В работе под заглавием «Персидская сказка о Спящей красавице?» нами была упомянута немецкая сказка, где искомым персонажем выступает королевна золотой крыши (Königstochter vom goldenen Dache) [1]. Эта сказка, которая называется «Верный Иоганн» (Гримм 6) по форме срединного мотива была нами отнесена к типу Аарне 307 (Царевна, разгадывающая загадки). Сомнения возникали по поводу самого перевода «королевна с золотой крыши». Образ королевны становится яснее, если Dache сблизить с французским выражением dache (Dache), которое эквивалентно русскому «у черта на куличках», «у черта на рогах» или «куда Макар телят не гонял». Еще более понятным этот образ делает сравнение с главной архитектурной достопримечательностью Инсбрука – Золотой Крышей (Goldenes Dachl), точнее даже, не с реально существующей постройкой, но именно со слухами (притчей) о ней.

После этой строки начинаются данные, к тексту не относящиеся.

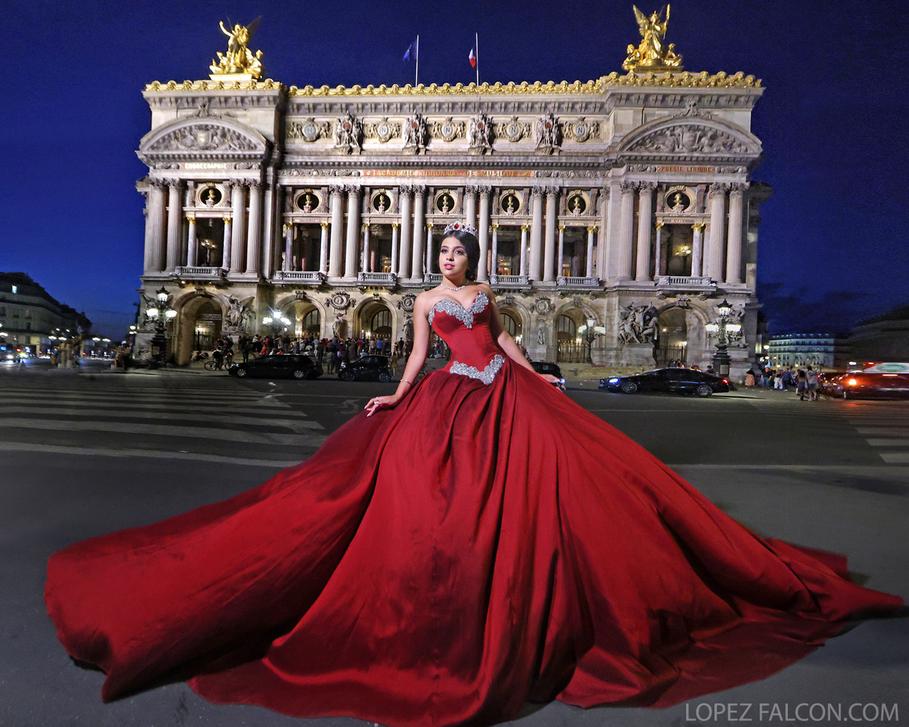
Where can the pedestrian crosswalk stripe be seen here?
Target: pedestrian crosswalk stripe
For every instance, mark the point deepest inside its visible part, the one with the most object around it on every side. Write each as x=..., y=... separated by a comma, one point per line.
x=172, y=430
x=146, y=453
x=204, y=417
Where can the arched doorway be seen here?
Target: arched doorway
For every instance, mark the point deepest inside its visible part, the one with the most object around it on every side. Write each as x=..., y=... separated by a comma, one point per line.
x=374, y=323
x=200, y=326
x=306, y=319
x=569, y=346
x=672, y=337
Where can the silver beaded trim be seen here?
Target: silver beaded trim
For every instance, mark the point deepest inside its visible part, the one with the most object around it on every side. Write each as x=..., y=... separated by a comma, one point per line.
x=453, y=308
x=486, y=375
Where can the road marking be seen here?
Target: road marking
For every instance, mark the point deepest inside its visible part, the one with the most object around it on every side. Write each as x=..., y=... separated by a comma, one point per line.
x=146, y=453
x=211, y=418
x=174, y=430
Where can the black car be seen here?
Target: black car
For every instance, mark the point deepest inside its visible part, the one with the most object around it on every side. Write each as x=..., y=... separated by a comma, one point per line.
x=290, y=365
x=548, y=367
x=370, y=367
x=670, y=380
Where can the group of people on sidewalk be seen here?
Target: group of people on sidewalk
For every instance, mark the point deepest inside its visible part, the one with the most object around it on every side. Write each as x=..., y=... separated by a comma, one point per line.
x=804, y=380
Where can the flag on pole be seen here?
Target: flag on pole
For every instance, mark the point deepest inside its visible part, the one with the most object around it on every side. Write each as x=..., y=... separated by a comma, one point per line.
x=411, y=51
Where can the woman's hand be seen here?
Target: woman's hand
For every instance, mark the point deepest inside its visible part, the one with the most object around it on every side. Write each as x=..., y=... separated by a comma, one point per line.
x=378, y=401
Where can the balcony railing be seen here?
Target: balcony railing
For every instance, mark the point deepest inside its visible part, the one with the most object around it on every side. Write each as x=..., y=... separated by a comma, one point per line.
x=378, y=278
x=300, y=276
x=578, y=282
x=684, y=282
x=198, y=272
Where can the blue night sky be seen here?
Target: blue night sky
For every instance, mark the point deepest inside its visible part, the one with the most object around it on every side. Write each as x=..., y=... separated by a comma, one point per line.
x=832, y=120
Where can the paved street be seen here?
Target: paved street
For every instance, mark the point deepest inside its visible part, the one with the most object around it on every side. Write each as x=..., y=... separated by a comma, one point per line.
x=84, y=454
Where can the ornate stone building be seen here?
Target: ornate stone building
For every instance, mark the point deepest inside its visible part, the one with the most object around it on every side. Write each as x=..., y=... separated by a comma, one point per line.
x=615, y=213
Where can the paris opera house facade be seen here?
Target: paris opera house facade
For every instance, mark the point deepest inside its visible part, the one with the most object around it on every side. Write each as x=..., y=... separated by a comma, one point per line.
x=614, y=214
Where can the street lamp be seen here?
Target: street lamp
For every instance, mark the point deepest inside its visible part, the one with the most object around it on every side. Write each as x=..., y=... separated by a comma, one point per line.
x=160, y=314
x=722, y=328
x=590, y=331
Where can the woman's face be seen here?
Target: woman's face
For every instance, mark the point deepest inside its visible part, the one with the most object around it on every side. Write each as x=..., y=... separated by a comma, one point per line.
x=452, y=259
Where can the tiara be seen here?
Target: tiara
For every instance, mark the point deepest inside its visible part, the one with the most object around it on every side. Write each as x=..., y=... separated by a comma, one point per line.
x=459, y=226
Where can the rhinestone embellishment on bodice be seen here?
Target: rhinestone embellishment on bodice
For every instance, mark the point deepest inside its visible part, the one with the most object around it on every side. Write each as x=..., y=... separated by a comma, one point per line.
x=453, y=308
x=486, y=375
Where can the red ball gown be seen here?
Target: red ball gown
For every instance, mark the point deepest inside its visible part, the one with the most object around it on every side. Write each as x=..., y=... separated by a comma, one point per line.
x=485, y=543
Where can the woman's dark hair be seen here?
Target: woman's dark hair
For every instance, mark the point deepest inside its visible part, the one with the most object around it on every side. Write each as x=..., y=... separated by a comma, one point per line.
x=471, y=247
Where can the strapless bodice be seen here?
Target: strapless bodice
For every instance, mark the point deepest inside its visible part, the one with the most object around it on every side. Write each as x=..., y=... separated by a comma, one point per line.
x=468, y=334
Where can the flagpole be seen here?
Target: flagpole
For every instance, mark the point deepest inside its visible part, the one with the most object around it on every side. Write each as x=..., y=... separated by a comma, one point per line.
x=476, y=44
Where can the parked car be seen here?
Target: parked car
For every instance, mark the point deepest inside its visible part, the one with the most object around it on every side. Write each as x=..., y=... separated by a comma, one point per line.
x=290, y=365
x=548, y=367
x=371, y=367
x=859, y=384
x=669, y=380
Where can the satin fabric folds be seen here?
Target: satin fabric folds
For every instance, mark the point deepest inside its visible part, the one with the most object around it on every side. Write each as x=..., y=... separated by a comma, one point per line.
x=481, y=545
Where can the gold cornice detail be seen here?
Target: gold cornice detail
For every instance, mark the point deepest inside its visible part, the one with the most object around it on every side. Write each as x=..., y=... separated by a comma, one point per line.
x=669, y=79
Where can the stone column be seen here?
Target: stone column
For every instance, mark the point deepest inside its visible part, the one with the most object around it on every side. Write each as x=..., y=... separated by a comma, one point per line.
x=590, y=231
x=238, y=199
x=495, y=251
x=323, y=247
x=419, y=220
x=191, y=242
x=225, y=244
x=549, y=247
x=337, y=220
x=253, y=235
x=268, y=232
x=626, y=232
x=470, y=204
x=645, y=224
x=523, y=262
x=427, y=256
x=364, y=266
x=353, y=229
x=483, y=234
x=174, y=223
x=613, y=231
x=602, y=202
x=658, y=250
x=715, y=254
x=405, y=251
x=734, y=235
x=561, y=253
x=394, y=247
x=536, y=234
x=288, y=246
x=697, y=248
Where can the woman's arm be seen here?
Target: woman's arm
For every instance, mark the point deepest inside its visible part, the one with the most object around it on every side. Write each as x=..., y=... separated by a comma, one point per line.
x=502, y=336
x=420, y=347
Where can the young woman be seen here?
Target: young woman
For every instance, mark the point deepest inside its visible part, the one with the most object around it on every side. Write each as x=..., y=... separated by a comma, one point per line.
x=470, y=543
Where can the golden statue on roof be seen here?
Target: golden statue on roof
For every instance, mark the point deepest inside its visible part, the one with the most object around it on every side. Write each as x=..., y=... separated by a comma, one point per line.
x=652, y=54
x=238, y=62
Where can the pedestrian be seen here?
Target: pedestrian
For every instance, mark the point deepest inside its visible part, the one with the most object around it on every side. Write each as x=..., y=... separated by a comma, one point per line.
x=811, y=379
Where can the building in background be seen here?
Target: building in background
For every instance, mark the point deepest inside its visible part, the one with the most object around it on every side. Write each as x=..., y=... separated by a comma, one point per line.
x=882, y=338
x=29, y=315
x=614, y=213
x=826, y=351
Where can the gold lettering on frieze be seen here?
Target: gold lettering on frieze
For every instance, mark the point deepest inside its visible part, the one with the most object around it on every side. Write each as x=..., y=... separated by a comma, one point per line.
x=682, y=169
x=488, y=173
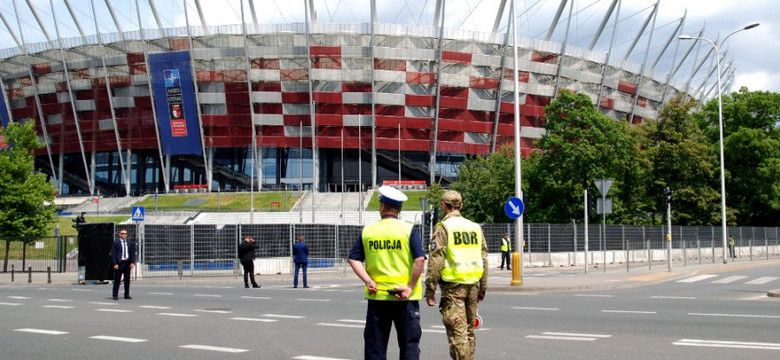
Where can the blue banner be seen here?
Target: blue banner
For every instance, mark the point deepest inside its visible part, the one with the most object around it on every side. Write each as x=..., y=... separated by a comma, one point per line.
x=175, y=103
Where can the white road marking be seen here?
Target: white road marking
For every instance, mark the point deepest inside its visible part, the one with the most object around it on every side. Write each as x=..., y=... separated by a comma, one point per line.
x=215, y=311
x=213, y=348
x=284, y=316
x=762, y=280
x=628, y=312
x=674, y=297
x=116, y=338
x=254, y=319
x=729, y=279
x=738, y=315
x=177, y=315
x=697, y=278
x=534, y=308
x=727, y=344
x=41, y=331
x=341, y=325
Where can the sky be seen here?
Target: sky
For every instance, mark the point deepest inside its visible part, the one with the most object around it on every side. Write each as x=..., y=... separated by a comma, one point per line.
x=753, y=53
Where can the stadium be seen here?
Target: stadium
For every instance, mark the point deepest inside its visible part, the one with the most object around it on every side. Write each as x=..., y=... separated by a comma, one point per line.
x=397, y=91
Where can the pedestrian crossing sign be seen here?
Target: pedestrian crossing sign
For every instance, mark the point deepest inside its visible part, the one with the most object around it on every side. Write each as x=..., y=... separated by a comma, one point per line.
x=138, y=213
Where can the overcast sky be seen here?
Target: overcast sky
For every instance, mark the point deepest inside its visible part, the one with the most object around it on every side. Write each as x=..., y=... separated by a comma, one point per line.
x=754, y=53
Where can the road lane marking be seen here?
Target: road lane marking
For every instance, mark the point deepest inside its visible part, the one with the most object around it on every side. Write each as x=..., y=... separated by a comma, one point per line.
x=729, y=279
x=674, y=297
x=284, y=316
x=738, y=315
x=207, y=295
x=177, y=314
x=697, y=278
x=213, y=348
x=628, y=312
x=727, y=344
x=534, y=308
x=116, y=338
x=762, y=280
x=214, y=311
x=42, y=331
x=254, y=319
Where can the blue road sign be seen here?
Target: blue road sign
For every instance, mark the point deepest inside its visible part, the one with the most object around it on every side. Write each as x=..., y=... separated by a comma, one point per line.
x=514, y=207
x=138, y=213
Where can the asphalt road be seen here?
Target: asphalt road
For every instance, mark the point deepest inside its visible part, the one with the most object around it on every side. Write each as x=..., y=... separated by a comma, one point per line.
x=704, y=316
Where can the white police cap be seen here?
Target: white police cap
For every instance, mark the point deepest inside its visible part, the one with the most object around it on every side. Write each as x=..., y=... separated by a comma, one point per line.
x=391, y=195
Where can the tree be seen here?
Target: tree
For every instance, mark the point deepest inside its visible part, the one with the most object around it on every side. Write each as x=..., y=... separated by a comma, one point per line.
x=23, y=191
x=684, y=161
x=580, y=146
x=485, y=183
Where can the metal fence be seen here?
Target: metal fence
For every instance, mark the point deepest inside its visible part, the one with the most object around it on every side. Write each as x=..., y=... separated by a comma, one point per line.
x=211, y=250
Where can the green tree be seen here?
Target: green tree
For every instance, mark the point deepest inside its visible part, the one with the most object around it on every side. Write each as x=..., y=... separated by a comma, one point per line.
x=580, y=146
x=684, y=161
x=23, y=191
x=485, y=183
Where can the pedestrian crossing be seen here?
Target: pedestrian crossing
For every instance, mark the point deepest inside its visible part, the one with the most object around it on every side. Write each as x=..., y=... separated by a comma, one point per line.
x=733, y=279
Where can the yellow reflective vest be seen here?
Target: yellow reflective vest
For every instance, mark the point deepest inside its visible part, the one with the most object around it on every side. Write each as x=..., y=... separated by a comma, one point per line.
x=463, y=257
x=389, y=258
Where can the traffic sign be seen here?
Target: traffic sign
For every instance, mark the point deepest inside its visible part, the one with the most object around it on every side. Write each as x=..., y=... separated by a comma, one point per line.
x=514, y=207
x=138, y=213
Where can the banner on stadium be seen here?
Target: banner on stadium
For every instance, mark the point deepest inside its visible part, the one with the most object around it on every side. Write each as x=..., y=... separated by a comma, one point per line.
x=175, y=103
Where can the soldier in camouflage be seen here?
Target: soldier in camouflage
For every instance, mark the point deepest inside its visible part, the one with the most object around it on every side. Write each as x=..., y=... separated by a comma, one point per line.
x=457, y=262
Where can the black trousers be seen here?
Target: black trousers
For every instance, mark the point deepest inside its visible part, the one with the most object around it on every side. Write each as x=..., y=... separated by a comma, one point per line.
x=124, y=270
x=249, y=269
x=380, y=317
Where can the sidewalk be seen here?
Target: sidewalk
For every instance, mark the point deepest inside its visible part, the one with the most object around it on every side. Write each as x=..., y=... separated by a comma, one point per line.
x=534, y=280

Королевна золотой крыши есть эквивалент русской царевны золотого царства. В немецкой традиции при переселении из какой-то сказки типа Аарне 301 (Три подземных царства) в сказку типа Аарне 307 (Царевна, разгадывающая загадки) от этого образа остались лишь намеки на сверхъестественную локализацию («у черта на рогах») и общая характеристика, основанная на народном представлении о роскоши («есть на золоте», «купаться в золоте»): «Всё, что находится вокруг королевны, сделано из чистого золота — стулья, столы, посуда, кубки, миски и вся домашняя утварь». Уже в сказках типа Аарне 301 (Гримм 91, 166) из собрании братьев Гримм этот персонаж растерял почти все свои атрибуты за исключением красоты и «ожерелья из чистого золота», которое старшая из трех королевен надевает на шею герою (мотив «дарение ожерелья» есть бледный отпечаток мотива «свернутое царство»). К тому же в конце сказки женится герой на младшей королевне, хотя по канонам сказок этого типа жениться он должен на хозяйке золотого ожерелья. Таким образом, в сказках данного типа из собрания братьев Гримм, размыты не только атрибуты царевны золотого царства, но и логика соединения мотивов. Однако образ королевны золотой крыши в неродной для нее среде, в не принадлежащей ей сказке «Верный Иоганн» (Гримм 6) есть несомненный синтагматический след некогда бытовавших немецких сказок с мотивами подобными тем, что хорошо сохранились в русских сказках (вроде мотива «свернутое царство»).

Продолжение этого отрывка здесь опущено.